Folding Lists

Intro

Folds are catamorphisms. “Cata-” means “down” or or “against”, as in catacomb. “Morph” means “form”, like we already know from “monomorphism” or “polymorphism”.

Cathamorphism is a means to deconstruct data. A list has a spine defining the list’s structure, and a fold is the operation that can reduce (transform) that structure. A fold (catamorphism) can break down that structure, but evaluation can potentially reconstruct the list, which is why folds can operate on lists and still return lists as a result.

Fold Right

foldr is short for fold right.

Although not all programming languages implement the exact same concept of a reduce function, we can more or less think of foldr as reduce.

Node.js REPL
$ node --interactive
> [1, 2, 3].reduce((acc, n) => acc + n, 0);
6
IRB REPL
$ irb --simple-prompt
>> [1, 2, 3].reduce(0) { |acc, n| n + acc }
=> 6

There are more idiomatic ways of doing it in Ruby, but we kept it like this to make the similarities easier to behold.

Python REPL
$ python
from functools import reduce
>>> reduce(lambda acc, n : acc + n, [1, 2, 3], 0)
6

And finally foldr in Haskell:

GHCi REPL
$ ghci
λ> foldr (+) 0 [1, 2, 3]
6

GHCi 9.2.8 (2023) gives us this type for foldr:

type signature of foldr
λ> :type foldr
foldr :: Foldable t => (a -> b -> b) -> b -> t a -> b

Because foldr works on any foldable type (not just lists), it says “Foldable t”. For now, we can replace (mentally or on our simpler code examples) Foldable t with [a] (list of \$a\$). That is possible because we can make generic types more concrete (but not the other way around).

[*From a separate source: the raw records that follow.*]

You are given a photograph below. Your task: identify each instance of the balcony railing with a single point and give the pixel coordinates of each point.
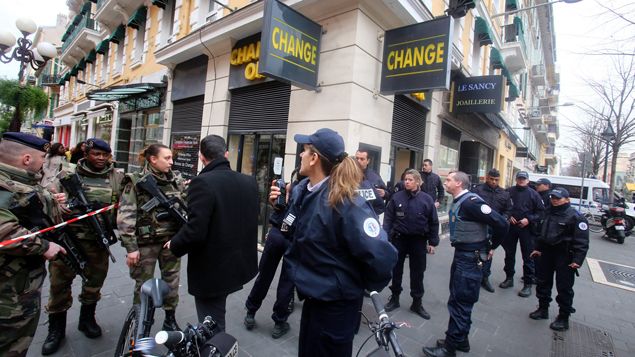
(85, 23)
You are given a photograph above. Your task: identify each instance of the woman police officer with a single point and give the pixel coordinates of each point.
(338, 248)
(144, 233)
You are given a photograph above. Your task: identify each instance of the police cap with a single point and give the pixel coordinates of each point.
(97, 144)
(26, 139)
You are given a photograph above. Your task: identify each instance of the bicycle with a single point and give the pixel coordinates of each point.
(383, 330)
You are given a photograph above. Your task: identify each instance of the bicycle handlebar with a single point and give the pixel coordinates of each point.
(386, 326)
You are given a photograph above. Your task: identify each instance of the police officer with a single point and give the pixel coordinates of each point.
(338, 248)
(469, 217)
(561, 248)
(143, 234)
(101, 183)
(22, 269)
(413, 227)
(527, 210)
(498, 199)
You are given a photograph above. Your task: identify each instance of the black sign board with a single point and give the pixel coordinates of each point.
(244, 63)
(477, 95)
(185, 151)
(290, 46)
(417, 57)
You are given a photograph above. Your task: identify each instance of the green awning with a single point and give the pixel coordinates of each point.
(103, 46)
(92, 56)
(138, 19)
(483, 32)
(118, 35)
(86, 8)
(496, 59)
(160, 3)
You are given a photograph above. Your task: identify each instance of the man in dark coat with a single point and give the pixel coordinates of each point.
(222, 231)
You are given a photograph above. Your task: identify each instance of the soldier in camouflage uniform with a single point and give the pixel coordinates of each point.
(22, 263)
(101, 183)
(143, 235)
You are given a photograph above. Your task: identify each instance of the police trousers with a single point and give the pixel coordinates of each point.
(275, 247)
(526, 239)
(555, 259)
(61, 278)
(465, 284)
(327, 328)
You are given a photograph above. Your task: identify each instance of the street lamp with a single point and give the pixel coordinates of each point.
(36, 57)
(533, 7)
(608, 134)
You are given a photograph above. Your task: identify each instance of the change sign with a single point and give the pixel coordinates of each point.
(290, 46)
(417, 57)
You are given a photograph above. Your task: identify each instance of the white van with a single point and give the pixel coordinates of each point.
(594, 194)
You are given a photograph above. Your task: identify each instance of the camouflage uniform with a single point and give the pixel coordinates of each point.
(143, 232)
(103, 188)
(22, 264)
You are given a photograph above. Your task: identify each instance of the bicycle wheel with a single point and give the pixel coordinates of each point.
(126, 342)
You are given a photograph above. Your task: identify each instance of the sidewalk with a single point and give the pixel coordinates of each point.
(500, 326)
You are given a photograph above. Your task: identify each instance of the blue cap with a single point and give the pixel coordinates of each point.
(30, 140)
(97, 144)
(559, 192)
(328, 142)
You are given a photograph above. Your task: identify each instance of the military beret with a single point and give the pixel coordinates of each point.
(27, 139)
(97, 144)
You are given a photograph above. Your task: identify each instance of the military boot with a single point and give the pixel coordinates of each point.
(57, 332)
(87, 323)
(561, 323)
(169, 324)
(526, 291)
(393, 303)
(418, 309)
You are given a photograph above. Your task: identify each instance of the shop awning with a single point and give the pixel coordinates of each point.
(103, 46)
(122, 92)
(483, 32)
(138, 19)
(118, 35)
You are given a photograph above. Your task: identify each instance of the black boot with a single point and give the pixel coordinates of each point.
(561, 323)
(526, 291)
(508, 283)
(542, 313)
(393, 303)
(486, 285)
(57, 332)
(87, 323)
(418, 309)
(169, 324)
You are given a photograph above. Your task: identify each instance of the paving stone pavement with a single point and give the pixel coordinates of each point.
(500, 324)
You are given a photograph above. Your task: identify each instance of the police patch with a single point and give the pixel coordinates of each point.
(371, 227)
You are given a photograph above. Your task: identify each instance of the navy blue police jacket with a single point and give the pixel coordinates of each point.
(475, 209)
(526, 203)
(336, 253)
(412, 213)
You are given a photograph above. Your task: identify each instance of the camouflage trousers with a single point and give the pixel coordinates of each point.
(170, 267)
(61, 278)
(19, 311)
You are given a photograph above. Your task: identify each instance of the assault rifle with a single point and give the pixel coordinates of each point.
(173, 206)
(33, 218)
(105, 237)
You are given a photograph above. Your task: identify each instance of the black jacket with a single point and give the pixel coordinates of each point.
(221, 234)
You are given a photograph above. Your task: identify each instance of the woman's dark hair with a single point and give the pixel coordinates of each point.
(55, 148)
(151, 150)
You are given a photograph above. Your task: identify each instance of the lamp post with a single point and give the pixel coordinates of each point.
(24, 52)
(533, 7)
(608, 134)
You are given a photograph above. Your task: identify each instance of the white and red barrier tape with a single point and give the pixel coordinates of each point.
(72, 220)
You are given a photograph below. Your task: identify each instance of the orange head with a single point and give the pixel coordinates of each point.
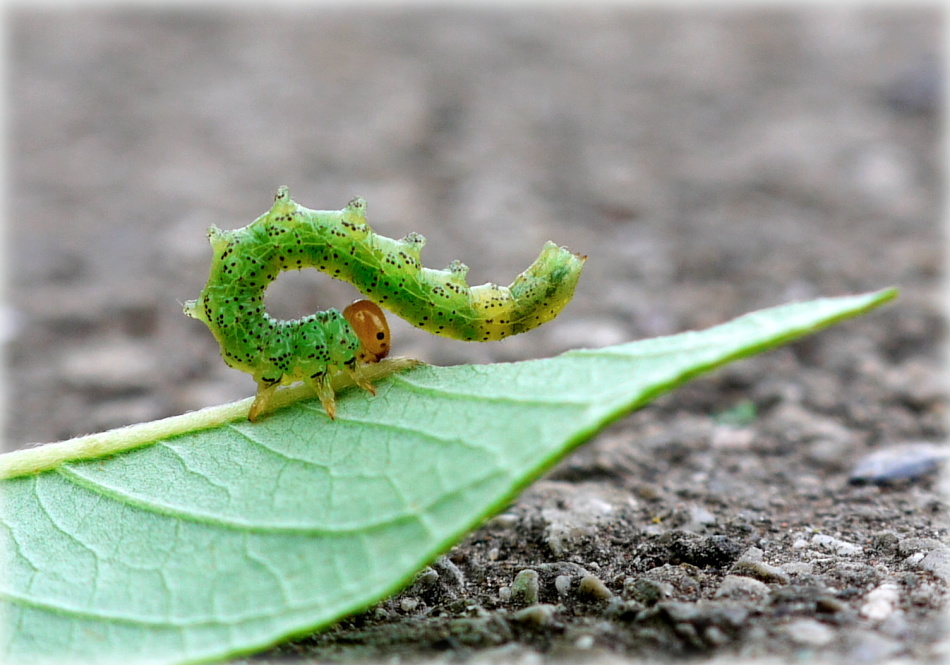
(371, 327)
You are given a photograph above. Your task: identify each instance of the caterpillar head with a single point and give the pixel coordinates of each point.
(371, 327)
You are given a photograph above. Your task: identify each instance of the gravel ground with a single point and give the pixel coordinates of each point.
(710, 162)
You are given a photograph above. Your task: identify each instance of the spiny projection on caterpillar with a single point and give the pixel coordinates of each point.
(388, 272)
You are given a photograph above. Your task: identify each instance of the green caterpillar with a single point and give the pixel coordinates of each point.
(388, 272)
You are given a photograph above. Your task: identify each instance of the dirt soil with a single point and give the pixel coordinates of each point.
(710, 162)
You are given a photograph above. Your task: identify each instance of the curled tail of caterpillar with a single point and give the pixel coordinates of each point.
(388, 272)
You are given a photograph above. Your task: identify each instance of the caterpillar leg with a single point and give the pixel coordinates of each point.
(356, 373)
(321, 384)
(265, 393)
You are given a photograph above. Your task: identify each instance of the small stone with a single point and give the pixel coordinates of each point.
(715, 636)
(591, 588)
(584, 642)
(645, 591)
(761, 571)
(831, 544)
(897, 463)
(798, 568)
(738, 586)
(830, 605)
(426, 577)
(909, 546)
(504, 521)
(524, 590)
(809, 632)
(937, 561)
(881, 602)
(535, 615)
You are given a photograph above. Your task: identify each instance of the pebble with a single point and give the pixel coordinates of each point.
(592, 588)
(832, 544)
(902, 462)
(737, 586)
(715, 636)
(535, 615)
(880, 602)
(524, 590)
(937, 561)
(798, 568)
(645, 591)
(809, 632)
(908, 546)
(584, 642)
(761, 571)
(426, 577)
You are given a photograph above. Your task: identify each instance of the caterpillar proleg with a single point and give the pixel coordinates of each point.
(388, 272)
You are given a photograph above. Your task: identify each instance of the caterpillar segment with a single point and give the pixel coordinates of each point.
(388, 272)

Type-checks perfectly fine:

myFoldR :: (a -> b -> b) -> b -> [a] -> b
myFoldR = foldr

A fold replaces each cons constructor with the function being applied and reduces the list.

This:

foldr (+) 0 [1, 2, 3]

Is the same as:

foldr (+) 0 1 : 2 : 3 : []

Which is more or less like this:

1 + (2 + (3 + ))

We could say foldr is similar to map. While map applies a function to each element of a list and returns a list, foldr maps a function of each element of the list and also reduces the list.

foldr is right associative.

fldr :: (a -> b -> b) -> b -> [a] -> b
fldr _ z []       = z
fldr f z (x : xs) = f x (fldr f z xs)

And fldr (+) 0 [1, 2, 3] evaluates like this:

fldr (+) 0 [1, 2, 3]
(+) 1 (fldr (+) 0 [2, 3])
(+) 1 ((+) 2 (fldr (+) 0 [3]))
(+) 1 ((+) 2 ((+) 3 (fldr (+) 0 [])))
(+) 1 ((+) 2 ((+) 3 0))
(+) 1 ((+) 2 3)
(+) 1 5
6

Which can be also thought like this:

1 + (2 + (3 + 0))
1 + (2 + 3)
1 + 5
6

Visualizing foldr with a helper

--
-- A “print fold right” utility to display the folding right
-- of simple lists of numbers using the `+` operator.
--
pfr :: Foldable t => t [Char] -> [Char]
pfr = foldr (\x y -> concat ["(", x, " + ", y, ")"]) "0"
--
-- λ> pfr $ map show [1 .. 5]
-- "(1 + (2 + (3 + (4 + (5 + 0)))))"
--

Folding Stages

Folding happens in two stages.

  • Traversal (recursing over the spine).

  • Evaluation (folding of the values by applying the function).

In the first stage, the spine is recured computing expressions to be evaluated at the second stage. In the second stage, those expressions are evaluated. The function is finally really applied to the arguments and the list is reduced.

Both left and right folds recur the spine from left to right, but then the folding proper can be left-associative (for left folds) or right-associative for right folds).

fldr (+) 0 [1, 2, 3]
(+) 1 (fldr (+) 0 [2, 3])                Traverse (recurse) from left
(+) 1 ((+) 2 (fldr (+) 0 [3]))           to right building up exprs.
(+) 1 ((+) 2 ((+) 3 (fldr (+) 0 [])))

(+) 1 ((+) 2 ((+) 3 0))                  Evaluates the expressions
(+) 1 ((+) 2 3)                          by applying the function (+)
(+) 1 5                                  thus reducing the list.
6

The evaluation of the expressions is the actual folding.

A fold right uses “the rest of the fold” as one of its arguments.

fldr f z (x : xs) = f x (fldr f z xs)
--                      ^-----------^
--                            /
--                           /
--                    rest of the fold

Force or not to force

Because of this two-stage process and non-strict (lazy) evaluation, if the function does not evaluate (force) its second argument (the rest of the fold), the rest of the spine is not forced, which is what allows Haskell to work with infinite streams of data.

+, for instance, is strict on both arguments. It will force the all the spine and all the values, which is why we cannot do something like this (note the infinite list):

Runs forever. Don’t do this at home.
foldr (+) 0 [1..]

Remember you can hit Ctrl+c to cancel long-running processes.